Dive Brief:
- Salesforce wants to link enterprise data and AI-driven insights through its Data Cloud and Einstein 1 services, CEO Marc Benioff said Wednesday, speaking during the company's Q4 2024 earnings call.
- Salesforce Data Cloud was included in one-quarter of the company's deals of $1 million or more, said Benioff, who referred to the platform as the company's "total focus" for the 2025 fiscal year.
- "So many of our customers have islands of trapped data in all of these systems," said Marc Benioff. "But the AI is not going to work because it needs to have this seamless, amalgamated data experience."
Dive Insight:
In the push toward enterprise generative AI adoption, Salesforce is serving up tools on multiple fronts. Data Cloud centralizes enterprise data, and the Einstein 1 CRM delivers generative AI solutions.
Salesforce, the leading provider of CRM solutions, is also hitting the market with an incumbent advantage.
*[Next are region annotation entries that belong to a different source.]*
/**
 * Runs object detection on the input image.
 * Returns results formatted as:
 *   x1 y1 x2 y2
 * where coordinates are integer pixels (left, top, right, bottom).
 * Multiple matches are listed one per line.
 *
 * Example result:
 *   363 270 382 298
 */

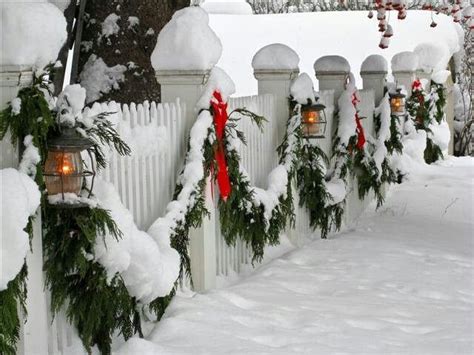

Most enterprise leaders are looking to the feature set of their current software and cloud providers to deploy generative AI.
Earlier this week the company launched the Einstein Copilot generative AI CRM assistant in public beta. The tool can create new content, automate tasks or summarize text, the company said.
Amid enterprise concerns over AI outputs, risk and data, Salesforce put forth a trust layer solution last year to help businesses place guardrails around customer data.
"It's all running inside our Einstein trust layer, and we've deployed it to all of our customers," Benioff said.
Adoption of Salesforce's solutions aimed at AI will depend on the context for those applications, according to Liz Herbert, VP and principal analyst at Forrester.
"If the AI is operating primarily around the applications running in Salesforce, that's where their solutions will tend to play a role," Herbert said. "The more someone's very centric on Salesforce, the more their AI will be a natural fit. The more somebody has a very diverse, heterogeneous environment, obviously then it's just not as natural of a fit."
So far, the set of strategies are supporting revenue growth for the software provider. The company reported $34.9 billion in revenue during the fiscal year, which ended Jan. 31. Year over year revenue grew 11%, the company said.
Deals of $10 million and above grew 78% during the company's 2024 fiscal year, closing 86,000 multicloud deals in the same period, according to Brian Millham, Salesforce's president and COO, during the earnings call.
"Our pricing and packaging strategy is driving higher sales and delivering more value for companies of all sizes in the industries," Millham said.